On Friday, my friend Mark Evanier wondered why the late-night TV hosts (Colbert, Fallon, Kimmel, etc.) couldn’t find a way to continue doing their shows remotely, with cameras at home:

Imagine if they installed a really good webcam in Stephen Colbert’s home. I would imagine CBS could afford the best and get him the best Internet that money can buy. Imagine if in another location — isolated, unable to infect another guest or himself — you had bandleader Jon Batiste at a keyboard. Then you get a couple of interesting guests in front of webcams in their homes or wherever they are.
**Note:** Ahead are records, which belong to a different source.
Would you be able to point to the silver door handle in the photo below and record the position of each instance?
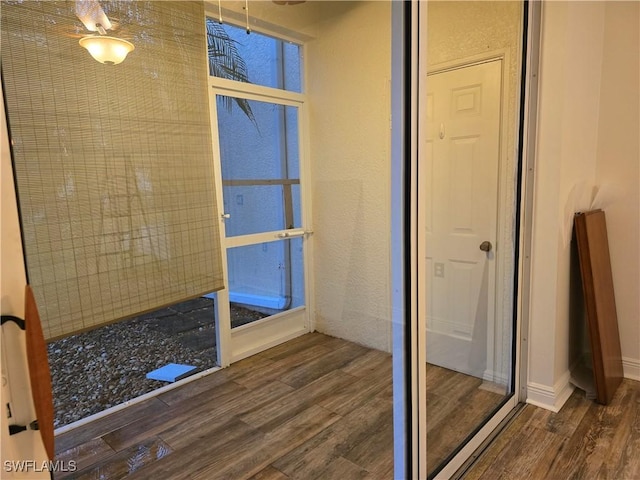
(297, 233)
(486, 246)
(293, 234)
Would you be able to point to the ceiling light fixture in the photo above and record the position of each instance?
(107, 50)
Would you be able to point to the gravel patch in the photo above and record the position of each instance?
(104, 367)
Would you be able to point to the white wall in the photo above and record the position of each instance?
(348, 85)
(570, 137)
(618, 168)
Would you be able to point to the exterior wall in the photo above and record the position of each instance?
(348, 82)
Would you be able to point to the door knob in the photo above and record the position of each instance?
(486, 246)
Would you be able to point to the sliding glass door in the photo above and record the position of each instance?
(469, 213)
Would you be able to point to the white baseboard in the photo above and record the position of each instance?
(631, 368)
(550, 398)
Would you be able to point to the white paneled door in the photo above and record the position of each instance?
(461, 194)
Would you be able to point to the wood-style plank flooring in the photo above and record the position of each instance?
(456, 404)
(321, 407)
(314, 407)
(584, 441)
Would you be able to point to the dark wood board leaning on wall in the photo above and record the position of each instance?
(602, 319)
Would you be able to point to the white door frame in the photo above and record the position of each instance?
(528, 116)
(499, 281)
(241, 342)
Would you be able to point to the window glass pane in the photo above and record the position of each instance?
(253, 58)
(266, 278)
(260, 167)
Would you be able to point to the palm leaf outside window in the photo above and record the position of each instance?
(225, 62)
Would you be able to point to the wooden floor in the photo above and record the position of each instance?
(321, 407)
(456, 404)
(315, 407)
(583, 441)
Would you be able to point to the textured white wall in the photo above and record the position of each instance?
(349, 68)
(587, 141)
(618, 167)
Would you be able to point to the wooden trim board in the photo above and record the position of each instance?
(597, 283)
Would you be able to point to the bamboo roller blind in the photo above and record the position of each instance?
(113, 162)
Everyone’s connected and it all feeds into a computer controlled by a director who handles the chore of switching, as Stu does himself, to close-ups, two-shots, the “Brady Bunch” look…whatever.

Everyone chats like they would on any talk show. Batiste plays us in and out of breaks and provides underscore where appropriate. The director could also roll-in prerecorded clips and toss in title cards and credits and such. It would be easy to arrange, incredibly cheap to do, way better than reruns, and I don’t know why they aren’t setting this up right now. Just when a lot of us are feeling trapped in our homes, the networks could be giving us fresh, topical content that doesn’t make us feel so isolated and alone.
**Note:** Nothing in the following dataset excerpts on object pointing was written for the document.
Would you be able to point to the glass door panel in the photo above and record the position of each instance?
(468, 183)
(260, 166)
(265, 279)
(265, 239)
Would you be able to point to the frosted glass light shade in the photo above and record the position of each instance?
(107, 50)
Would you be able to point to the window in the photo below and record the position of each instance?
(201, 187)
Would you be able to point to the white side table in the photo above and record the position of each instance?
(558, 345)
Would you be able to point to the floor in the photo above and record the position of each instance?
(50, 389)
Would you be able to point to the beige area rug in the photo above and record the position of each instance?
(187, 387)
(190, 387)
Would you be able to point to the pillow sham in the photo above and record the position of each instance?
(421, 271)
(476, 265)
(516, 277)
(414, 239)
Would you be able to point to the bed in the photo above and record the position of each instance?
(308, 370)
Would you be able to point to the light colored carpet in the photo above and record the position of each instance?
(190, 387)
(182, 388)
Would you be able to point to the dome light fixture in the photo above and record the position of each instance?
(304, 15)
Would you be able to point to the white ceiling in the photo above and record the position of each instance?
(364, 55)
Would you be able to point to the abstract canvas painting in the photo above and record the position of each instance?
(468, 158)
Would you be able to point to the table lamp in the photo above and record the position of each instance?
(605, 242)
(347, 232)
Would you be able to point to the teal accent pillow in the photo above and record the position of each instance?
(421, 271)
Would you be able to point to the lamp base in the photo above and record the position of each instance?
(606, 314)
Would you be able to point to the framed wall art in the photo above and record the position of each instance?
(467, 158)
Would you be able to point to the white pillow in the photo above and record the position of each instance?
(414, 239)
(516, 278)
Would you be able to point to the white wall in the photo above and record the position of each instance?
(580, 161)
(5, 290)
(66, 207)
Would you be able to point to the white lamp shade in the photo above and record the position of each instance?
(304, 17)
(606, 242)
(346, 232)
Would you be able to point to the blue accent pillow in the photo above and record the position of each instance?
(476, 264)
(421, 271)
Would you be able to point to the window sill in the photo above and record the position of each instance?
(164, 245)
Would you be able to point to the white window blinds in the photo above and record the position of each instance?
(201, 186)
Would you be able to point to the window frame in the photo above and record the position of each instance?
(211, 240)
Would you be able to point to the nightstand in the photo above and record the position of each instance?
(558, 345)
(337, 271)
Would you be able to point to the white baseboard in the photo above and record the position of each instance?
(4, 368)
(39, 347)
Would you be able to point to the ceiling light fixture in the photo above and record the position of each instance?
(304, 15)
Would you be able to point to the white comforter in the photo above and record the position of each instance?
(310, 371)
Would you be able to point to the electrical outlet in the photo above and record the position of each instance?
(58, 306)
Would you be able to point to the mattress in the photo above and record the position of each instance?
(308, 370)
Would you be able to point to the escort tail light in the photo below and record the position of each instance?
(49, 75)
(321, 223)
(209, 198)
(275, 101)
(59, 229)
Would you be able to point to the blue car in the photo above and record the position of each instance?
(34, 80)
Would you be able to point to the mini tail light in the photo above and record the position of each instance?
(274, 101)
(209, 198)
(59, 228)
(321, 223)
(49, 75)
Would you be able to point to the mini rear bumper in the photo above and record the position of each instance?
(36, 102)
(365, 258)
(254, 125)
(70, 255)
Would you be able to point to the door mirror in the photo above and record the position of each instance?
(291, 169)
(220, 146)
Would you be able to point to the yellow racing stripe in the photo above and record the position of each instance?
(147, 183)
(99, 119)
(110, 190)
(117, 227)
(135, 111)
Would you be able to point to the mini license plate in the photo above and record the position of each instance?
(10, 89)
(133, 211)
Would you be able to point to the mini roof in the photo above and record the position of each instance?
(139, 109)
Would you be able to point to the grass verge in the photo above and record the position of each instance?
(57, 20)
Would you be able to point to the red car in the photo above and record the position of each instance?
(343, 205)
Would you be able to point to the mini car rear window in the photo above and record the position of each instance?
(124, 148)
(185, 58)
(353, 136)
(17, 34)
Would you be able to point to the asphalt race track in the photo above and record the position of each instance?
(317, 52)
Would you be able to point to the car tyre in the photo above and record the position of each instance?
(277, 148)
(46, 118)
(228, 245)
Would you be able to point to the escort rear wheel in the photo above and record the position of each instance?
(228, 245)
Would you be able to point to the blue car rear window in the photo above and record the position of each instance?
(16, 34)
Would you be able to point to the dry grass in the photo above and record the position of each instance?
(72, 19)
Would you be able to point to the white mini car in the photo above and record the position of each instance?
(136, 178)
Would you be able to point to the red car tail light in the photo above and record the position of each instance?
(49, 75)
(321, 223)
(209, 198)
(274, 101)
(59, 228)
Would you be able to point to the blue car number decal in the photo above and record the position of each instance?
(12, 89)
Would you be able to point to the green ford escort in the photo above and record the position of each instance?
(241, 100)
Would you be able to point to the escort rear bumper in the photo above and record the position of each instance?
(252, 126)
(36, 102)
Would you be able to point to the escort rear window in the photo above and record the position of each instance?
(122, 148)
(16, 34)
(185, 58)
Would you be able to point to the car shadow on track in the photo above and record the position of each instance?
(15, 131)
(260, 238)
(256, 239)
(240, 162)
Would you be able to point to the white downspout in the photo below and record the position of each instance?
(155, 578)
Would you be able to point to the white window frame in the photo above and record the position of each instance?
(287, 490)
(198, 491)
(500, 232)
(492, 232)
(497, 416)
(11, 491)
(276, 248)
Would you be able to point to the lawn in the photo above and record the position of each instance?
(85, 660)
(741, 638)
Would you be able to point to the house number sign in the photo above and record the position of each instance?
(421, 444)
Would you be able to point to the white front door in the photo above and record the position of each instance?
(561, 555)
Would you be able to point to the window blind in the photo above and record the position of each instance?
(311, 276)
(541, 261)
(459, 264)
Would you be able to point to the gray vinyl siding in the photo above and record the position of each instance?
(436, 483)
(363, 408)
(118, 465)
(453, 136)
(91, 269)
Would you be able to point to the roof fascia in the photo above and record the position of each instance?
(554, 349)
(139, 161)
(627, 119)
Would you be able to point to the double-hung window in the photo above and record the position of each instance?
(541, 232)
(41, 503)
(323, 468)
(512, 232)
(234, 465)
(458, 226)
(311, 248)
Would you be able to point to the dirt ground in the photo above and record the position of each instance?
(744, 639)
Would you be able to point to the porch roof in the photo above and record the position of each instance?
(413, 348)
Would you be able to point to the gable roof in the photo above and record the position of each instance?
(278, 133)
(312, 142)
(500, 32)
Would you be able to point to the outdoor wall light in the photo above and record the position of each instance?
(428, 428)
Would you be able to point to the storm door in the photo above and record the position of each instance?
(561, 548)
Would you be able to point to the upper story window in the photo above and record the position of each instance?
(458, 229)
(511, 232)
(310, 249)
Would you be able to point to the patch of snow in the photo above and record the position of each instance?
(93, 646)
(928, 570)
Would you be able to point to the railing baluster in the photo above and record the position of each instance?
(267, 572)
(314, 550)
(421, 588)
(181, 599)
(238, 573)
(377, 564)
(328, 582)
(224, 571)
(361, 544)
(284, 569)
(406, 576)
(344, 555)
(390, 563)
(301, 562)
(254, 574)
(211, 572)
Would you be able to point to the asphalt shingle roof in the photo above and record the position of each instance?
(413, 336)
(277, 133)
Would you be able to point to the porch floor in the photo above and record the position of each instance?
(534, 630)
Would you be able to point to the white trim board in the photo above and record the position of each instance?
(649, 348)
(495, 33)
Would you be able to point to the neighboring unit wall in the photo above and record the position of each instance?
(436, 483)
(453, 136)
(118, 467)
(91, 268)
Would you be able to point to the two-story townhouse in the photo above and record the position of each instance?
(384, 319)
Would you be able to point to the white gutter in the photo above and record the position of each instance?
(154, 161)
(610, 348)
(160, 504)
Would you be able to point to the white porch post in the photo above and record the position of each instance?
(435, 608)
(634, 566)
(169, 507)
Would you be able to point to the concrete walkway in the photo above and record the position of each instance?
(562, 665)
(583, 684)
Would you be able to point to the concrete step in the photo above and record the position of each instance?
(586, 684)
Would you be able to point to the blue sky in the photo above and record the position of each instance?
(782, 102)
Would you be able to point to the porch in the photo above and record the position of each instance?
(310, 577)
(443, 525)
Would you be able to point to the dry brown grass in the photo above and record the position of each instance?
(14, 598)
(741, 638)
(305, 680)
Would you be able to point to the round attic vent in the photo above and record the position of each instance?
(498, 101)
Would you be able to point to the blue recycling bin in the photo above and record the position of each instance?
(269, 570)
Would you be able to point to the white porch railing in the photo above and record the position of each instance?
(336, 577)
So why isn’t someone trying to make this happen? Maybe they are.

Sure enough, this week, Colbert started doing opening segments that way — Monday night from his bathtub, Tuesday from his backyard next to his grill (watch above) — which were then tacked onto the front of reruns of shows from a few weeks ago. Tuesday night, the Jimmys followed his lead (Kimmel calls his a “minilogue”) with segments posted online but not weaved into the broadcast versions. I hope that means the entire staff is continuing to get paid during the Coronavirus-forced hiatus. It probably won’t be long before we see Mark’s other suggestion put into effect, with guests appearing via Skype.
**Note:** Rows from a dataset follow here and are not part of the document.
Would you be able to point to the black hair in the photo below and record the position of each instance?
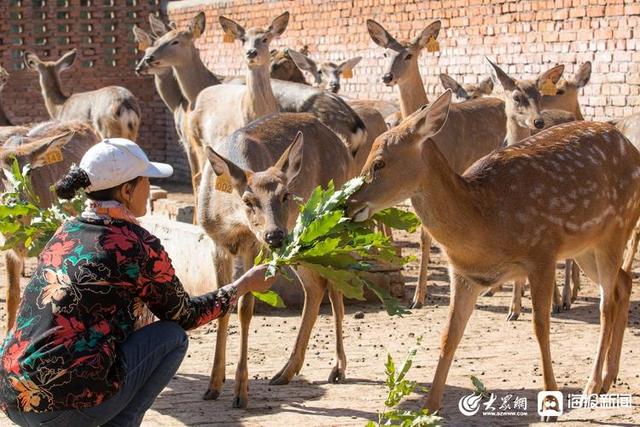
(76, 179)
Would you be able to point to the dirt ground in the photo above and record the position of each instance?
(504, 355)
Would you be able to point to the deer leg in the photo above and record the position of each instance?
(575, 278)
(421, 287)
(14, 263)
(314, 289)
(542, 284)
(516, 301)
(223, 265)
(622, 298)
(632, 248)
(337, 304)
(463, 299)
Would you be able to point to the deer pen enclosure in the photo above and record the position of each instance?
(461, 178)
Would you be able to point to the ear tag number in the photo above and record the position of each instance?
(549, 88)
(223, 183)
(433, 45)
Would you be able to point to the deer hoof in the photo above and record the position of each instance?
(211, 395)
(239, 402)
(337, 376)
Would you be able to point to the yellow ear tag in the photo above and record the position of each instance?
(549, 88)
(223, 183)
(54, 155)
(433, 45)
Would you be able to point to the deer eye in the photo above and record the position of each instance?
(377, 165)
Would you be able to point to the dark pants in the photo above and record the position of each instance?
(152, 356)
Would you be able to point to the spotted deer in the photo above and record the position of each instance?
(246, 200)
(71, 140)
(464, 92)
(527, 231)
(525, 117)
(113, 110)
(475, 128)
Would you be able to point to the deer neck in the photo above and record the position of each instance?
(515, 132)
(412, 93)
(193, 76)
(258, 100)
(54, 99)
(443, 200)
(169, 90)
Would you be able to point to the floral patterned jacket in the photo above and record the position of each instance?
(79, 306)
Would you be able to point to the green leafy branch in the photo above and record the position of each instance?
(23, 223)
(399, 387)
(326, 241)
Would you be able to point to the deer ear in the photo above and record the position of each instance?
(279, 24)
(290, 162)
(226, 169)
(378, 34)
(349, 64)
(429, 120)
(449, 82)
(486, 86)
(431, 31)
(229, 26)
(197, 25)
(67, 60)
(500, 77)
(158, 28)
(583, 75)
(144, 40)
(553, 74)
(301, 61)
(31, 60)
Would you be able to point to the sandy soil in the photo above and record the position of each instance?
(504, 355)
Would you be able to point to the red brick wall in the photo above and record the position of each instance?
(522, 36)
(101, 31)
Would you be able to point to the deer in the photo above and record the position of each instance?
(464, 92)
(578, 163)
(69, 141)
(476, 127)
(526, 117)
(113, 110)
(177, 49)
(245, 201)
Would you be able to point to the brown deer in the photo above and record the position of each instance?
(71, 140)
(246, 200)
(113, 110)
(579, 163)
(525, 117)
(475, 128)
(464, 92)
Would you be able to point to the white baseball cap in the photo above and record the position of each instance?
(115, 161)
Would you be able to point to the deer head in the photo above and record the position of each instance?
(401, 56)
(465, 92)
(397, 154)
(522, 97)
(255, 41)
(265, 194)
(326, 75)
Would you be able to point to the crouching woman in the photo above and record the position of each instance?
(73, 357)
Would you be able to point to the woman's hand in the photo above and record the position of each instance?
(253, 280)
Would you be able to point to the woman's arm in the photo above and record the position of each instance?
(162, 291)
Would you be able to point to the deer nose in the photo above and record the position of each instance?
(274, 238)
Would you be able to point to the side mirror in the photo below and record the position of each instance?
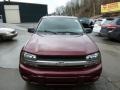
(31, 30)
(88, 30)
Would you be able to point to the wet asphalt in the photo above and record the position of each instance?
(9, 59)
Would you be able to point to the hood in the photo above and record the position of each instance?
(4, 30)
(60, 45)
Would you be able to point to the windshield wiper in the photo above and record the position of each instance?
(45, 31)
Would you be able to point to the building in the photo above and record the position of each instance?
(110, 9)
(18, 12)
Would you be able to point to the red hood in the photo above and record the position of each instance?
(60, 45)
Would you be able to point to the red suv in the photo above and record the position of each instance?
(60, 53)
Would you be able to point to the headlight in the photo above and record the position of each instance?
(29, 57)
(94, 58)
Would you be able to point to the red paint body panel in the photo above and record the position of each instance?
(60, 45)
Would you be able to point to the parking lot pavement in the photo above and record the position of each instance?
(9, 58)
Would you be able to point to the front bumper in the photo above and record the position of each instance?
(9, 36)
(60, 77)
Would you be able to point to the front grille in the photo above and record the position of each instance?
(13, 32)
(61, 58)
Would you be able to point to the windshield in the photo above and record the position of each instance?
(98, 22)
(60, 25)
(105, 22)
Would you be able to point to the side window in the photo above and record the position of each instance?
(118, 22)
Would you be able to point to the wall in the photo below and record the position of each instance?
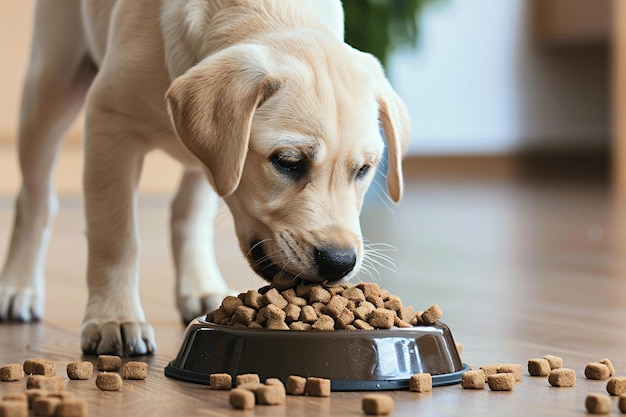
(480, 83)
Unfortunately, the material just isn’t that good — I flashed back to when hosts of an earlier era tried to pull off full shows during writers strikes — or perhaps we’re living in such a horrific time that the jokes simply can’t land. Watching each of them try to time their comedy without an audience response reminded me of what it was like doing radio shows, where I never got instant feedback on an ad-lib or a quick quip, no matter how hysterical or lame.

Now the TV hosts are learning how much harder it is to work without a pumped-up crowd that over-reacts and laughs en masse at everything they do. On top of the technical challenge, I bet they find that a bit humbling. But at least they’re trying.